There is a clear contrast between O’Casey's linguistic pyrotechnics and the limited,
impoverished lives of the characters that utter his rich hyperbole; the result is both comic and tragic but it is clear that Beckett is in his debt. There is a touch of personal nostalgia here too: Beckett makes specific reference to the "Dee Dyan Button," the first car that Cream and Gorman ever saw, which was actually the De Dion-Bouton; Beckett's father was the first to own one in Ireland.

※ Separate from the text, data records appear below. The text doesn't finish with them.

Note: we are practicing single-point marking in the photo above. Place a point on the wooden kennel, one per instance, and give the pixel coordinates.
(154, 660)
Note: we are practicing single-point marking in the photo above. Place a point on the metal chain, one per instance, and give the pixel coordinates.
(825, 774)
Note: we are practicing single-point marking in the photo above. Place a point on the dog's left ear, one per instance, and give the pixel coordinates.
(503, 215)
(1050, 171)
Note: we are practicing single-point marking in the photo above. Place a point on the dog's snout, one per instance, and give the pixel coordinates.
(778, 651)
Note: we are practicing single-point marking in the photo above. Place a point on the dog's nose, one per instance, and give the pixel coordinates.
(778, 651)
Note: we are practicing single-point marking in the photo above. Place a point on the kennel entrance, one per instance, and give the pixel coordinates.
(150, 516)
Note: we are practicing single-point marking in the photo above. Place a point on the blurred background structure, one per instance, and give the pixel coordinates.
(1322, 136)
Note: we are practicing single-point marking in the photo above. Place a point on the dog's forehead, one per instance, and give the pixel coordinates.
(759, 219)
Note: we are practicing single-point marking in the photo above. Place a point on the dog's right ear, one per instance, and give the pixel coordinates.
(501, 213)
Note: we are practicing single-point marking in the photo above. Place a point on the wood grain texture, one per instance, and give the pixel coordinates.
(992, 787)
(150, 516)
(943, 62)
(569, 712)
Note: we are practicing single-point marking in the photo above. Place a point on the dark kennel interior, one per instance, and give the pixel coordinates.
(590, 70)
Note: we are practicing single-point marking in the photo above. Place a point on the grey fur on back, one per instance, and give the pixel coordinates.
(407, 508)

It is the kind of detail Mercier and Camier could easily have squabbled about on their trek through and round about Dublin.

Critics tend to by-pass the piece, treating it as Beckett-lite, which in many ways it is, but it also demonstrates something of a nostalgic looking-back from Beckett's own point of view, not simply to the Dublin he once knew but to a style of writing that he would never return to again after this year, 1960, the same year he completed his own Happy Days.

If ever John Donne had in mind some specific “emergent occasion” then this was probably the last thing he would have thought of: two men, each waiting for their own particular “bell [to] toll”, each “an island, entire of itself” shouting across the strait to another man on another island barely able to hear a word the other is saying.

==Stage productions==

The play was adapted to the stage shortly after publication in Evergreen Review 5.17, (March–April 1961) and first presented off-Broadway at the Royal Playhouse, New York City on 23 March 1961, directed by Steve Chernak with Sly Travers (Gorman) and Jack Delmonte (Cream).

The play was not well received, apart from a review in The Village Voice by John Talmer:

 "The daily critics have put it down and so I suppose it shall die, but The Old Tune, by Robert Pinget in a translation-adaptation by Samuel Beckett – more Beckett than Pinget I hazard – is a telling if slender piece of work. Death becomes it well: its subject matter is ageing and death, desuetude and deliquescence. But also memory and fondness, loving and nostalgia – and the foolish-fondness of old men straining with weak memories, full of error, for the pictures and pleasures of the past."

The play did not die, however.

- Pinget's original La Manivelle opened at the Théâtre de la Comédie, Paris. George Peyrou directed Georges Ader and Henry de Livry.
- In 1964 Beckett's adaptation opened at the avant-garde Judson Poets’ Theater, New York. Peter Feldman directed Jerry Trichter and Sean O’Ceallaigh.
- The British stage version opened on 22 November 1964 at the Mercury Theatre, Notting Hill Gate. Alan Simpson directed Godfrey Quigley and Gerry Duggan.
- A version was presented on 5 January 1965 at the Traverse Theatre, Edinburgh with Leonard Maguire as Gorman and Declan Mulholland as Cream, directed by Michael Geliot.
- And the play was still going strong twenty-two years later. “When [Stan] Gontarski staged it at the Magic Theatre, San Francisco ... in 1986, Beckett reminded him:

 “Be sure Pinget gets full & visible credit. The Old Tune his vision not mine.”